Daniel Jester: Okay. Great. Thank you. And then maybe just get a refresh take on how you’re viewing your capital allocation strategy. It looks like you’re going to end this fiscal year with kind of north of $400 billion on the balance sheet. Most of your acquisitions have been more tuck-in in nature. How are you thinking about organic versus inorganic? And is there opportunities to maybe deploy capital in other ways going forward? Thank you.
Toby Williams: Yes. I’d probably give you a fairly consistent answer on that, Dan. I think we ended the quarter with [$400 million] or so on balance sheet, and that will certainly grow as we go through the back half of the fiscal year. You’re right, I mean I think we’ve been pleased with the acquisitions that we’ve done and being able to use those as drivers for strategy and growing the portfolio. I think that continues to be of interest to us. And I think as we get through the back half of this fiscal year, we’ll continue to look at other ways to allocate capital as we go through the year. But I don’t – no massive change in our mentality around that.

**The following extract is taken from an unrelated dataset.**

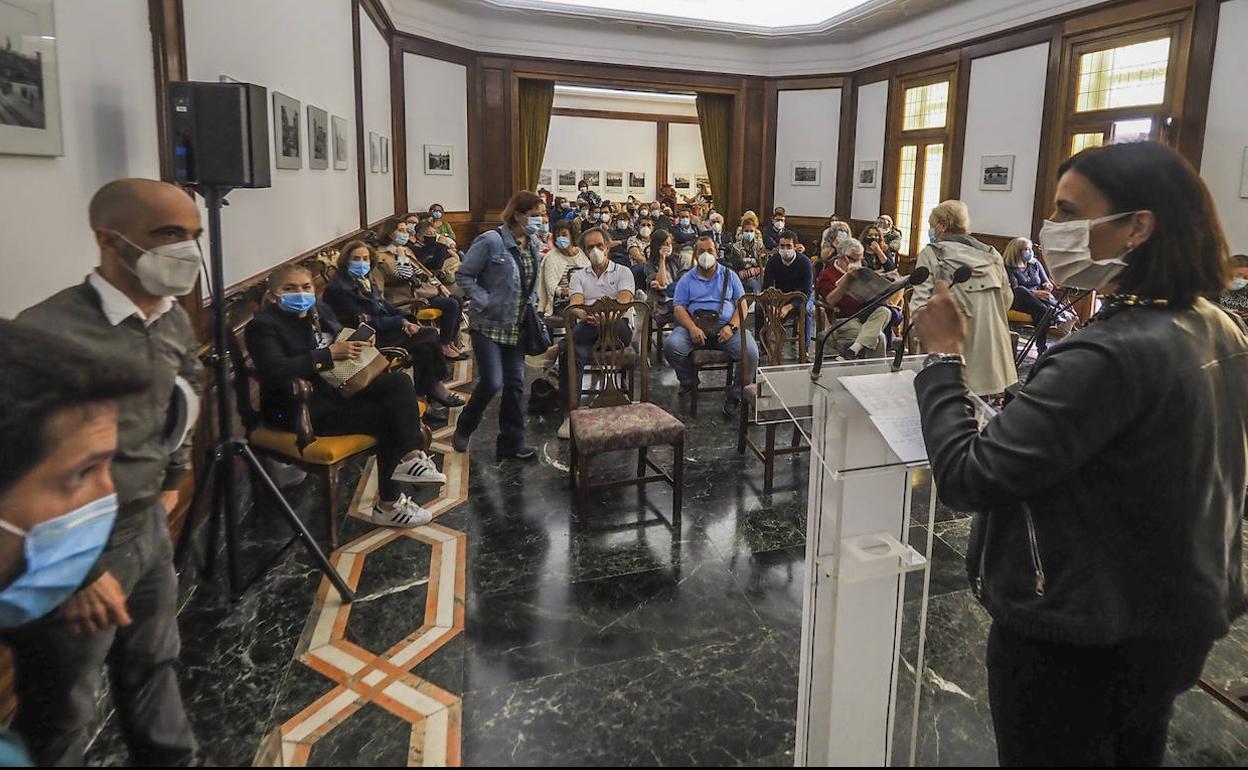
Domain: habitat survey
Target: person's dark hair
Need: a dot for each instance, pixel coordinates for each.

Daniel Jester: Okay. And just a quick one then on Trace. Is that going to be a separate standalone SKU? Or is that going to be embedded into another product?
Steve Beauchamp: Yes. We haven’t really made any big announcements in terms of what the product strategy is. But what I would tell you based off of our prior acquisitions is we really try to take the time to build it into our platform such that from a user perspective, you would have no idea whether we built it ourselves or we acquired it and then use that team that we acquired to build it into our platform. So we’re doing that work right now, and we’re figuring that out. I definitely think there’s a fair amount of value in the product. So if you can save customers both time and drive more efficient process and ultimately save them people dollars, then that certainly becomes a monetizable option. So that would certainly be the lean sitting here right now.
Daniel Jester: Great. Thank you very much.
Operator: Thank you. [Operator Instructions] Our next question comes from the line of Matthew VanVliet with BTIG. Your line is open.
Matthew VanVliet: Hey. Good afternoon. Thanks for taking the question. Curious on how the referral network performed. Any trends there that you’re seeing that maybe deviate from what some of the direct business looks like?